Bermuda tax issue sure to resurface, says CEO
The "Bermuda Tax" issue will not disappear in the wake of the events of September 11, says Brian Duperreault, chairman and chief executive officer of ACE Ltd.
Speaking to The Royal Gazette following the release of the Bermuda insurance giant's third quarter results in which the company reported a net loss (excluding net realised gains) of $390.1 million, Mr. Duperreault said the Bermuda insurer's reputation as a good place to do business had increased after proving they were able to pay out large claims.
Bermuda's insurers and reinsurers are currently liable for between $2.2 and $2.3 billion dollars, with ACE taking an after tax hit of $558.8 million, but in the wake of the disaster prices have hardened and a number of companies have set up on the Island to take advantage of the situation.
This could add fuel to the fire of the US legislators who see Bermuda as a tax haven and claim insurers set up on the Island to avoid US income taxes.
Mr. Duperreault said: "I have always said that I thought the tax issue would stay for some time. I don't think it is going to disappear. But I will say that if you look at what has happened to the Bermuda companies, they have incurred large losses."
They will pay their claims and I think there is a recognition globally that the reinsurance that has been placed was placed for good business reasons and I think that the companies who did place it I am sure grateful that they did so."The Bermuda Tax issue or "Bermuda Loophole Bill", as it has been come to be know, was originally put forward to Congress in 2000 by insurance rivals in the United States.

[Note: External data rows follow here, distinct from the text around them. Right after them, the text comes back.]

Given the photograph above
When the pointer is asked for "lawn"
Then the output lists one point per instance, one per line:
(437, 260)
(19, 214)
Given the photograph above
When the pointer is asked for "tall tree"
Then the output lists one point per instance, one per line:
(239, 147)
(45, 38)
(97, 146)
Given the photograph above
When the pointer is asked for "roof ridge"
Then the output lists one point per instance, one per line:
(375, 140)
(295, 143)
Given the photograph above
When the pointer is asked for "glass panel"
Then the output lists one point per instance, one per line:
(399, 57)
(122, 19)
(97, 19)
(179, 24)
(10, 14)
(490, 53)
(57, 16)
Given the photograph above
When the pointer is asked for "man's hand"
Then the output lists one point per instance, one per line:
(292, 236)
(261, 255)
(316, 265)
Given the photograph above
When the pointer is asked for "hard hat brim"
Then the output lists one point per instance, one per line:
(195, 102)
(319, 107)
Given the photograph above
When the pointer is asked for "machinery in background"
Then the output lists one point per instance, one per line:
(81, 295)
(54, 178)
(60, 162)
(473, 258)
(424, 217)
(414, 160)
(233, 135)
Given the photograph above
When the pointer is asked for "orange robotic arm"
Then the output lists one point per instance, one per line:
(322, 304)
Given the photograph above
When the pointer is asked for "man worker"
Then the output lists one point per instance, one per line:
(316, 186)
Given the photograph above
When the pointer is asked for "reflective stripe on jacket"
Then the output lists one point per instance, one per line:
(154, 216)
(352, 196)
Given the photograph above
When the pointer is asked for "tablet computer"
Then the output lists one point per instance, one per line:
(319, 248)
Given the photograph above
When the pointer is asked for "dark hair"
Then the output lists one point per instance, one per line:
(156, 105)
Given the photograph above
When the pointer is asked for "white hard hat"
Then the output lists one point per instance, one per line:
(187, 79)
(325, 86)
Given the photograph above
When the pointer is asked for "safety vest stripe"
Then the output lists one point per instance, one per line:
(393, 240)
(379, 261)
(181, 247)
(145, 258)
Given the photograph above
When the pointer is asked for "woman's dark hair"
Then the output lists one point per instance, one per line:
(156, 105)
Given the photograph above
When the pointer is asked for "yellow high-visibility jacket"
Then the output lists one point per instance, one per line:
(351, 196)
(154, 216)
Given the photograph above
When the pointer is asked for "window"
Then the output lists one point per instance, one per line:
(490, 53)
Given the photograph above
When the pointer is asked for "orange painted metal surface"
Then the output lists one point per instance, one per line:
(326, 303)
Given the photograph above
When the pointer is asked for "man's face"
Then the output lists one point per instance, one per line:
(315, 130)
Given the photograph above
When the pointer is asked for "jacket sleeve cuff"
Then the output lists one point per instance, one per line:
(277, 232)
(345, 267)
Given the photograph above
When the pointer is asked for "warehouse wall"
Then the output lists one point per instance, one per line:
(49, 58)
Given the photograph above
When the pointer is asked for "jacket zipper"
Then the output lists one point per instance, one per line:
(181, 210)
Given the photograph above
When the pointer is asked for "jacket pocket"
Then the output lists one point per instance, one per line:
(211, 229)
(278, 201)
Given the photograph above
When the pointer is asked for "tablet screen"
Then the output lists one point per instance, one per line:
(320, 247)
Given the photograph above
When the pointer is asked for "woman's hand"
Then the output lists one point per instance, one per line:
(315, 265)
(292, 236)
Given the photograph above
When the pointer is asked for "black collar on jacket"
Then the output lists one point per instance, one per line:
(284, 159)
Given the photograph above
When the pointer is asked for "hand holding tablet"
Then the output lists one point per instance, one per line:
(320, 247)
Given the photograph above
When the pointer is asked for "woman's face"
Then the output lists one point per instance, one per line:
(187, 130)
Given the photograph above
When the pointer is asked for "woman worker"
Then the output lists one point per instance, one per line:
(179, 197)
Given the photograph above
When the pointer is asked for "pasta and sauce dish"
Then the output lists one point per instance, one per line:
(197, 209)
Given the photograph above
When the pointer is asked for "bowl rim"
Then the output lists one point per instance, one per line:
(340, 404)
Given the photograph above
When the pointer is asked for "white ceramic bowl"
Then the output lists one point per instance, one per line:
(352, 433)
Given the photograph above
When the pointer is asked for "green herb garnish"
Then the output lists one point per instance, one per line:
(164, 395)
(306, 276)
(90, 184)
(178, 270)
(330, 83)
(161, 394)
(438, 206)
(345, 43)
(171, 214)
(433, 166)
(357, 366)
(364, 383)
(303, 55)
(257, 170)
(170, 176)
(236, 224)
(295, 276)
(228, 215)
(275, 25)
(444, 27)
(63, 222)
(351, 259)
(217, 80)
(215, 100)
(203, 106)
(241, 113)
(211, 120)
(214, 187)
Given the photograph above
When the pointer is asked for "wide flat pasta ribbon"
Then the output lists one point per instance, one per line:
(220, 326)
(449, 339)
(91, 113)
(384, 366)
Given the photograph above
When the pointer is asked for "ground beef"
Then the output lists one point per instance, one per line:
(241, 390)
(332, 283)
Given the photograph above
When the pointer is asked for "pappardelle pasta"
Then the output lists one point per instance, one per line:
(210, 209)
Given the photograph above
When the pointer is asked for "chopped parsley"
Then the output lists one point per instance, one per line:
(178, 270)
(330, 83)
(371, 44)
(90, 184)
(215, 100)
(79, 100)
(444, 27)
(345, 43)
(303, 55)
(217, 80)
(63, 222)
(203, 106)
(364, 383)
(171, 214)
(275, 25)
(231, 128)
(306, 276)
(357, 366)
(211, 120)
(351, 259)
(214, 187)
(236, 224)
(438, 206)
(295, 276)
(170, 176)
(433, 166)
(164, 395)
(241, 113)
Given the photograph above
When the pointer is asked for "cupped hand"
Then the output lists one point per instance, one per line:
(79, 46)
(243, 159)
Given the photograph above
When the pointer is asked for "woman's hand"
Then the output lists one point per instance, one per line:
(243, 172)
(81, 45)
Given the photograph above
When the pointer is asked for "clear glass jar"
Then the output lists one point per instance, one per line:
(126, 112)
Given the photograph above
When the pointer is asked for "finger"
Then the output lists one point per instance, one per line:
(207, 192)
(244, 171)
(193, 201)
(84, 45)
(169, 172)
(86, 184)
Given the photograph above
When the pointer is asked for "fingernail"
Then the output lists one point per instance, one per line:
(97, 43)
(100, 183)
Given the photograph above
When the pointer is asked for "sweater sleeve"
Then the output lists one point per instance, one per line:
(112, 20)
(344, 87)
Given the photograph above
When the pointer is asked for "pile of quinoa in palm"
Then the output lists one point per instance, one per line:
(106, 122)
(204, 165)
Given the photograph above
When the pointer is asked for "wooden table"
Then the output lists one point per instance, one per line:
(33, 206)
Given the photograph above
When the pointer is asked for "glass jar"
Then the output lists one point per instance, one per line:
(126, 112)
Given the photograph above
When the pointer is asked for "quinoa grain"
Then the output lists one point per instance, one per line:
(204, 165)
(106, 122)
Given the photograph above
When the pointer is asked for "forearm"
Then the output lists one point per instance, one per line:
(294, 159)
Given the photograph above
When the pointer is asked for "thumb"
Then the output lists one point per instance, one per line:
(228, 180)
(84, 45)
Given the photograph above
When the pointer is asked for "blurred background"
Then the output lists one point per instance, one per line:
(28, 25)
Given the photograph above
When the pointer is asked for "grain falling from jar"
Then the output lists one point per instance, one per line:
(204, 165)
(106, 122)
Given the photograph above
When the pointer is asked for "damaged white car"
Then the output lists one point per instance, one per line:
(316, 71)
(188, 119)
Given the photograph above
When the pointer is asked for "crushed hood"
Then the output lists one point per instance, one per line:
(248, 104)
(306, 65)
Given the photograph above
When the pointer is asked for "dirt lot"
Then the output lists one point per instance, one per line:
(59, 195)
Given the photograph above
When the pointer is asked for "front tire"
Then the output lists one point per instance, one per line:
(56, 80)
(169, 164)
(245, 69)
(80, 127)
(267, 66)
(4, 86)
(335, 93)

The bill - which captured business headlines for much of 2000 - was introduced by a group of US based insurers who lobbied congress to plug a tax loophole system which they said was allowing Bermuda based reinsurers to avoid income tax in the US.
It was listed as the Reinsurance Tax Equity Act of 2001 (H.R. 1755) and its opponents, both in Bermuda and around the world, said it undermined maintaining a competitive and innovative global insurance and reinsurance marketplace and disrupt the marketplace.There has been no news from Capitol Hill or the four US insurance giants behind the Bill - Chubb, Hartford, Kemper and Liberty Mutual - since the September 11 attacks.
It is feared that since the explosion of new insurance companies to Bermuda in the wake of September 11, that there would be a backlash from the US.This, despite unconfirmed reports that anti-Bermuda "tax loophole" lobbyists Chubb are set to open their own $1 billion dollar insurance company to take advantage of the shortage of capacity in the property casualty markets.When asked what he thought about the new wave of insurers to set up on the Island, Mr. Duperreault said: "I think that if you look at the history of Bermuda, there was in the mid-80s a crisis, and out of that was born ACE and XL. In the early 90s, after Andrew (hurricane) we had maybe seven companies form. Well this is another point in the insurance history where there is a severe loss and that usually produces opportunities and new companies and I am not surprised that new companies are being announced and certainly not surprised that they are picking Bermuda, because Bermuda is the place, if you wanted to form a new company, I have always said.
"And the insurance business does not grow in a uniform straight line, it jumps, and it jumps at times of crises and we have one now."When asked if ACE was to set up any new insurance companies in the wake of the attacks, Mr. Duprerreault remained coy.He said: "You know we are, we say, an acquisitive company and we make a lot of acquisitions. I don't think we are done yet. But our focus is on the immediate need of our clients."